MySpace membership is only open to users aged 14 and over. An underage user, however, can easily gain access by entering a false birth date. The website also automatically sets access to "private" for those aged 14 and 15, disabling others from searching for or browsing the accounts.
The four original cases were found to be legally insufficient based on the grounds that their claims were barred by Section 230 of the US Communications Decency Act. Section 230 essentially states that providers of an interactive computer service are not liable for the information or content provided by third-party users - and is frequently invoked by website owners and in lawsuits over Web 2.0 liability.

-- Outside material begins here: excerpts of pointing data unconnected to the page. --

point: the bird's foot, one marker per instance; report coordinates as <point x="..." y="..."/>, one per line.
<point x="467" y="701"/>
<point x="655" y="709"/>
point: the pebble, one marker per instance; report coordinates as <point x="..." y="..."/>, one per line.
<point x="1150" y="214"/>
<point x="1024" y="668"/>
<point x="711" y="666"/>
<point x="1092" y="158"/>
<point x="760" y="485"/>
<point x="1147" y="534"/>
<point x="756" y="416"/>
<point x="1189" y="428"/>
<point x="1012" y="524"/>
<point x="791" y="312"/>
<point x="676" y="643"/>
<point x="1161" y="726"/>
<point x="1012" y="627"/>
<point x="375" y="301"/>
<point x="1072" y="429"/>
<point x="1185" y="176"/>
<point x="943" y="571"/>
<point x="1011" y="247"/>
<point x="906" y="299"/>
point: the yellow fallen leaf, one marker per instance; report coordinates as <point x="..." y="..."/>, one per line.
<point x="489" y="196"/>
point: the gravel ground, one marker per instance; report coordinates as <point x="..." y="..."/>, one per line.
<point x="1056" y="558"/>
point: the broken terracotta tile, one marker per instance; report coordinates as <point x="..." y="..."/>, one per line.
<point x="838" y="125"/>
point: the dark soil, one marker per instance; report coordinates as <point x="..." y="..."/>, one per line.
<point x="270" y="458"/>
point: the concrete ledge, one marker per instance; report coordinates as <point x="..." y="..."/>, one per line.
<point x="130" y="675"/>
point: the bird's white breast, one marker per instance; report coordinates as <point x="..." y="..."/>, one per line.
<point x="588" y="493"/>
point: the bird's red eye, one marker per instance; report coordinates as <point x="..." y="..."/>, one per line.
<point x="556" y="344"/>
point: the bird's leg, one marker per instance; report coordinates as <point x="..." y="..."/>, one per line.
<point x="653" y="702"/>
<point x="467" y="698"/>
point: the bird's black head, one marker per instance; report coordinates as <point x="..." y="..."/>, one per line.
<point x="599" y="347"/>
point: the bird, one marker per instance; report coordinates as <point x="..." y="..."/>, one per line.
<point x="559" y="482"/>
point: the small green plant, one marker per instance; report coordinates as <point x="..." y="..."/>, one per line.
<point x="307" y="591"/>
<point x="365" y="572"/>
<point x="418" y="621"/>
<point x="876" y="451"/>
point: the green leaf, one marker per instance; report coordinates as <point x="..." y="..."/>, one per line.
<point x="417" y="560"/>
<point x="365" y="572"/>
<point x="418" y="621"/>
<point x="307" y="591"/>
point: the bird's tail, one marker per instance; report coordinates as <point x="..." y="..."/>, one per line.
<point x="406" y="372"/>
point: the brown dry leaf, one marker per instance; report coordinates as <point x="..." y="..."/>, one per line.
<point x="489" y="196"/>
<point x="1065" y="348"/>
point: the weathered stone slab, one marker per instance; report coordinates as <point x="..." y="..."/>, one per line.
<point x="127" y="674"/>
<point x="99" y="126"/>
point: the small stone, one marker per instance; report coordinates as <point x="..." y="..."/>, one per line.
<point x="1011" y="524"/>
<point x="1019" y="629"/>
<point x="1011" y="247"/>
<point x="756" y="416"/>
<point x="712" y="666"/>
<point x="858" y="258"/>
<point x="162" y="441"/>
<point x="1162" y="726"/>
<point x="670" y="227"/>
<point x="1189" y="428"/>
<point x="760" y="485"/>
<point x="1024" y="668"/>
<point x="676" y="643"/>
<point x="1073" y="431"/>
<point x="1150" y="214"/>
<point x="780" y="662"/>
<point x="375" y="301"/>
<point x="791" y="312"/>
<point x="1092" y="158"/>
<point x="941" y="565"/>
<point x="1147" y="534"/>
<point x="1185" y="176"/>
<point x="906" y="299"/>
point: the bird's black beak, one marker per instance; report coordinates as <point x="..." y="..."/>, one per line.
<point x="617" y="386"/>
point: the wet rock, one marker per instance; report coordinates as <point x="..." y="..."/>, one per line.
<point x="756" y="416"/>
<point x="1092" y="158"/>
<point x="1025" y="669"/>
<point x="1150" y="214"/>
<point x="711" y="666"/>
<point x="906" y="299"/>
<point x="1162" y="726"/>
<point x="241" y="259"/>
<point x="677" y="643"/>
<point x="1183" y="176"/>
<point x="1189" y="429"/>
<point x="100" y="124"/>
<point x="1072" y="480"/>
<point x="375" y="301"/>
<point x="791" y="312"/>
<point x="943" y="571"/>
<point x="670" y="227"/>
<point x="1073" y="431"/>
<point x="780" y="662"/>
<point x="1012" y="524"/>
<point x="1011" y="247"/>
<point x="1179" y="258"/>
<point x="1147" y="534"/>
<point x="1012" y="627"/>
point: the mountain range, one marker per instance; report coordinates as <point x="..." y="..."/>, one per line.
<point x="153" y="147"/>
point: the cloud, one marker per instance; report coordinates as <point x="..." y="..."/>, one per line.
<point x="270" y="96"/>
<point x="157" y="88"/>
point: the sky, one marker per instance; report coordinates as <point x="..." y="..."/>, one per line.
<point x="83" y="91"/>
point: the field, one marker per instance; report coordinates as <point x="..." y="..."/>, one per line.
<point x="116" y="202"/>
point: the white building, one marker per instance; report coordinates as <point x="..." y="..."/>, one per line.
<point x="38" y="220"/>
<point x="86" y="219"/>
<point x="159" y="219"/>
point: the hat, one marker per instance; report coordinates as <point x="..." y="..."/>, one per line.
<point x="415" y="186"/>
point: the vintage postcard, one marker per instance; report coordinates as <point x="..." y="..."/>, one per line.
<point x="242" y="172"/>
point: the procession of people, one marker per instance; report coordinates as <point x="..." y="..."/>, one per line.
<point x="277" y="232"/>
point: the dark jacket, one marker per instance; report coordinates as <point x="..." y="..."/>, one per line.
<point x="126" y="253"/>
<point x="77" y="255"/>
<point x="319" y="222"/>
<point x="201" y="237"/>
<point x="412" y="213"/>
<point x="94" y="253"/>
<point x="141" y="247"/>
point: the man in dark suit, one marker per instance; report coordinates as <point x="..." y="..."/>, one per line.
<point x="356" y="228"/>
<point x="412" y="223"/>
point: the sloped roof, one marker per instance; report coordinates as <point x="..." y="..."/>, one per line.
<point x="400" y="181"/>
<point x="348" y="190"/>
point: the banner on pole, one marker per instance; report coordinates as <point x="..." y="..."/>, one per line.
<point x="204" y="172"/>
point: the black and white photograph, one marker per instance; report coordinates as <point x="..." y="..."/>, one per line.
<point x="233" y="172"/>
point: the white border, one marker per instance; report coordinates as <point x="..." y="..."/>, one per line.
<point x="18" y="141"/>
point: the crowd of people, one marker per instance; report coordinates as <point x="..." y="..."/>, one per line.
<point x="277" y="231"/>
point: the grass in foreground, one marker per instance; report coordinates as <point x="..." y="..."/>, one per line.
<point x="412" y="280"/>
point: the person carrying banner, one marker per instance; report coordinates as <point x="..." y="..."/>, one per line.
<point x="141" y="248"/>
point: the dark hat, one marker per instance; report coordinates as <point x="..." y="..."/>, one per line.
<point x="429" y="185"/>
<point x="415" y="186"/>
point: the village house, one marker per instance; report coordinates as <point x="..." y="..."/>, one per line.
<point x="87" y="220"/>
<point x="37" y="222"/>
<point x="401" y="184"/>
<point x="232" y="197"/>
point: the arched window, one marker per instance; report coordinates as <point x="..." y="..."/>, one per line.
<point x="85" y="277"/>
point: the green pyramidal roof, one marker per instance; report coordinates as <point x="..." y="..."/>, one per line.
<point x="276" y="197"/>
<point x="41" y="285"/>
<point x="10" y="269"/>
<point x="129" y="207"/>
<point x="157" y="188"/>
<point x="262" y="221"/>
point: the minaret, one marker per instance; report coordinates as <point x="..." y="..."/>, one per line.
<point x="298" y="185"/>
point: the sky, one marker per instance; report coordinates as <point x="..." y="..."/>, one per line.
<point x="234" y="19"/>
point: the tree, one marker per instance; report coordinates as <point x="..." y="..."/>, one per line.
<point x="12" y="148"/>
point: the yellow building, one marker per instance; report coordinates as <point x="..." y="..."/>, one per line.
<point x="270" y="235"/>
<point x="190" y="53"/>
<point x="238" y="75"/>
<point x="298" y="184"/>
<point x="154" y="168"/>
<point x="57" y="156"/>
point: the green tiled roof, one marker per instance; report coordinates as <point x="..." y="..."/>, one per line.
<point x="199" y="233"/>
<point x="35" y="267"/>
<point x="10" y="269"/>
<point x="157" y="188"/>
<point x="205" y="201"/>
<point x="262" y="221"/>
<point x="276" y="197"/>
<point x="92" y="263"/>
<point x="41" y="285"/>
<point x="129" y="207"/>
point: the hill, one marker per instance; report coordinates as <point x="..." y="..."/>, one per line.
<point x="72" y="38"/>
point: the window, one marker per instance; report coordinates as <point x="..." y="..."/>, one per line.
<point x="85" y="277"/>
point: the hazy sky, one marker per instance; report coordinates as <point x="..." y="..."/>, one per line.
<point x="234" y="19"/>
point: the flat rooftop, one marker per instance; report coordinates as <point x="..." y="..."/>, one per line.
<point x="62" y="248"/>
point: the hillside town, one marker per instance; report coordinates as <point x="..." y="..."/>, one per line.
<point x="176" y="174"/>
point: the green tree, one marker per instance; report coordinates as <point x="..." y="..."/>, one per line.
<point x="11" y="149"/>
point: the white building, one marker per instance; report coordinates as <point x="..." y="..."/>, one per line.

Section 230 also says the provider of an interactive computer service isn't liable for voluntary action "taken in good faith" to restrict or enable access to objectionable content.
The court did, however, grant the Julie Does a chance to amend their claims around section 230. The arguments were modified to say the "claim rests on MySpace's failure to institute reasonable measures to prevent older users from directly searching out, finding, and or communicating with minors. The claims are not content based."
Basically, the Julie Does argued that while MySpace isn't responsible for the communications between the victims and their assailants, it was responsible for not doing enough to prevent the assailants from contacting the victims in the first place. However, the court found the claims were still covered by section 230.
"They want MySpace to ensure that sexual predators do not gain access to (i.e., communicate with) minors on its Web site," the ruling states. "That type of activity -to restrict or make available certain material-is expressly covered by section 230."
The court continued that "it is undeniable" the plaintiffs still want to hold MySpace responsible for the communications between the Julie Does and their assailants, because at its core, they want MySpace to regulate what appears on its web site.
"The real question...is whether appellants seek to hold MySpace liable for failing to exercise a publisher's traditional editorial functions, namely deciding whether to publish certain material or not," the ruling stated. Because they do, section 230 immunizes MySpace from liability."
Web watchdog group the Electronic Frontier Foundation applauded the decision. EFF spokeswoman Rebecca Jeschke told Reuters the court opinion was important in light of recent demands by several states' attorney general to hold Craigslist responsible for alleged listings for prostitution.
"The idea is, you hold the speaker responsible not the soapbox," Jeschke said. "If you want any kind of social interaction on the Internet this is very important."